The State Of Viable Supersymmetry Parameter Spaces

There are still plenty of high energy physics theorists clinging to supersymmetry theories (a.k.a. SUSY), in part because many theorists believe that SUSY theories are necessarily the low energy approximations of all string theory vacua. In other words, if SUSY is falsified, so is string theory in the eyes of many theorists. An abstract of a report from a group of physicists trying to make the case for the continued viability of SUSY is below.

A few observations:

1. The new anomalous CDF W boson mass measurement is disfavored even in a SUSY context.

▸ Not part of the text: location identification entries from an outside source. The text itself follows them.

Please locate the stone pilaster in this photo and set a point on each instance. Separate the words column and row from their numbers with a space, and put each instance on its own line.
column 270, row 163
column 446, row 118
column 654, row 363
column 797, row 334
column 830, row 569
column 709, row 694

Also, like most physicists advancing BSM theories, the analysis ignores the fact that the new CDF W boson mass measurement is far out of step with all of the prior W boson mass measurements around the world which also have to be explained by any theory. The only plausible explanation is that the anomalous CDF W boson mass recalculation is wrong.

A new global electroweak fit, likewise, confirms that the anomalous CDF W boson mass recalculation is completely inconsistent with all other data.

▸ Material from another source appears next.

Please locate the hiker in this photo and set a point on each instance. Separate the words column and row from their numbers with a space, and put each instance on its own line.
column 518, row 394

2. SUSY needs the muon g-2 anomaly to fit the data in any low energy parameter space. But, if the BMW calculations of the Standard Model value of muon g-2 and alternative calculations of the hadronic light by light contribution to muon g-2 are correct, as is increasingly appears to be the case, while the Theory Initiative "data driven" hybrid calculations of the Standard Model value of muon g-2 are wrong, then low energy SUSY simply can't be fit to the experimental data. This strongly suggests that SUSY is not "just around the corner" waiting to be discovered at a next generation higher energy particle collider.

3. Needless to say, there is no direct experimental evidence of any SUSY particles to date at the LHC or anywhere else which means that any SUSY particles have to have masses above the electroweak mass scale it was designed to address. Direct exclusions of SUSY push its particles close to and beyond the TeV scale. No version of SUSY with parameters consistent with experimental constraints solves the hierarchy "problem" that it was original devised to address.

4. A thermal freeze out scenario for SUSY dark matter candidates can produce the right amount of dark matter inferred in the universe in a dark matter particle paradigm. 

But the authors conveniently ignore that direct dark matter detection tests that basically rule out a lightest neutralino dark matter candidate, because the cross-sections of interaction with ordinary matter are weaker than they should be in a SUSY theory. The cross-section of interaction of the lightest neutralino can be calculated precisely from theory in SUSY theories and should be comparable to the cross-section of interaction of ordinary neutrinos. The direct dark matter detection experiments place constraints on the cross-section of interaction which are many orders of magnitude smaller over a very large mass range. 

Other constraints disfavor heavy thermal freeze out SUSY WIMP dark matter particle candidates, which would, among other things, lead to more galaxy scale structure in the universe than we observe.
This is a brief overview on the low energy supersymmetry in light of current experiments including the LHC searches, the dark matter (DM) detections, the muon g-2 and the CDF II measurement of the W-boson mass. We focus on the minimal framework of supersymmetry, namely the minimal supersymmetric model (MSSM), and obtain the following conclusions: (i) The MSSM can survive all current experiments, albeit suffering from the little hierarchy problem due to the heavy stops pushed up by the LHC searches; (ii) The DM relic density can be readily achieved by the thermal freeze-out of the lightest neutralino and the null results of DM direct detections are typically driving the parameter space to the bino-like lightest neutralino region; (iii) The muon g-2 anomaly reported by FNAL and BNL can be explained at 2-sigma level, which indicates light sleptons and electroweakinos possibly accessible at the HL-LHC; (iv) The CDF II measurement of the W-boson mass can be marginally explained, but requires light stops near TeV which may soon be covered by the LHC searches.
Jin Min Yang, Pengxuan Zhu, Rui Zhu, "A brief survey of low energy supersymmetry under current experiments" arXiv:2211.06686 (November 12, 2022) (Proceedings of the LHCP 2022 conference).


neo said...

what do you think is the most likely BSM particles with in the next 20 years

andrew said...


A spin-2, zero rest mass, graviton that couples proportionately to mass-energy with a coupling constant strength that is a function of Newton's constant.

neo said...

how will this be verified before 2040

andrew said...

There are a variety of proposed observational ways to identify quantum gravity which would imply a graviton mostly via premature decoherence of other otherwise quantum character interactions in stronger gravitational fields.